Strepitoso sul piano recitativo, il cast schiera cantanti-attori che talvolta sono forse più attori-cantanti: ma il risultato dà ragione a loro. Mikhail Guzhov è un basso buffo che può arpeggiare da Don Basilio a Prokofev e il suo zar bambinone capriccioso, nonché vecchietto infoiato, ha il crisma del ritratto a tutto tondo. Più bassobaritonale (e voce forse più importante) Dmitry Skorikov nei panni del generale, quintessenza dei disastri di ogni militarismo.
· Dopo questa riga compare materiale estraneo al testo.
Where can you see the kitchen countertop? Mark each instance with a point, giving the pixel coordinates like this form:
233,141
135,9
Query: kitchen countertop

Alle prese con la parte sopracuta dell'astrologo il tenore Ivan Volkov sfoggia tutte le note necessarie, non la sonorità per rendere debitamente penetranti quelle note stesse: il ruolo, però, è davvero proibitivo. La vocalità cristallina del soprano viene invece restituita in primo luogo dal languore del canto di Lidiya Svetozarova, ben immedesimata nei richiami erotici della zarina; ma – munita di cresta e costume dorato – anche Maila Barkovskaya offre al galletto eponimo un bello squarcio di teatro cantato.
Resta il mezzosoprano Ksenija Viaznikova (un'istituzione, in Russia): una di quelle protagoniste-caratteriste che i teatri occidentali non hanno quasi mai e rappresentano invece una colonna per i palcoscenici dell'Est. Qui plasma la vecchia balia, trasformata però da Bertman in matura segreteria. Occhialuta, cicciona, materna. E in fondo, per lo zar, anch'essa desiderabile.
Paolo Patrizi
23/11/2021
La foto del servizio è di Clarissa Lapolla.